The obvious line of enquiry was to find out where Palgrave had gone on that Friday evening, but his correspondence, as much of it as he seemed to have kept, dealt only with school or with business matters connected with his literary agents, or else it consisted of receipted bills. There was no private correspondence of any kind.

There were his professional certificates and a couple of testimonials from head teachers under whom he had served before he obtained an extra-mural academic degree and his post as senior English master at his last school and there was the signed contract from his publishers. There was also a typed carbon copy of a novel, but he appeared to have kept neither a diary nor an address book.

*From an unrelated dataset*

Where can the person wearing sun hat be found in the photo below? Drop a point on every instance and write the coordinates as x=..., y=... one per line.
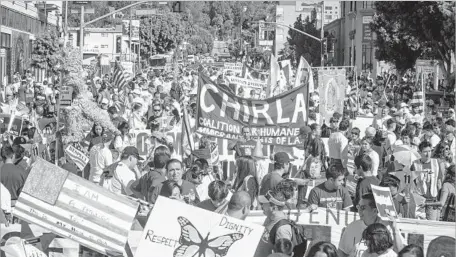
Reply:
x=281, y=167
x=120, y=176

The detective removed such papers as there were. Some of these supplied the names and addresses of his publishers and his literary agents, one of whose letters regretted ‘your decision, which we hope very much that you will reconsider.’

‘Wonder what that was?’ said the Inspector. ‘He hadn’t read the letter. I had to slit it open.’

There seemed nothing useful about the papers so far as an explanation of the death was concerned. There was a cheque book with all the counterfoils carefully filled in, and there was a paying-in book hardly used at all, so both of these gave the name of his bank and the suburb in which the branch was housed, but were of no other assistance.

On inspection of the documents and of a recent bank statement which the police also found among his papers, Palgrave appeared to have had no money troubles and his bank manager endorsed this conclusion. Palgrave’s salary was paid in automatically and he merely received a monthly pay-slip recording the amount sent to the bank and listing the deductions for tax and insurance. None of it was helpful in tracing his murderer.

The bank manager, in answer to a question, said that he had no idea as to whether Palgrave had ever made a Will. He said he doubted it. Men of Palgrave’s age and financial circumstances seldom bothered unless they were married, and not always then.

‘Had he any life assurance or any other insurance policies which could mature at his death? We’ve found nothing of the kind among his papers, but people do keep such things at the bank.’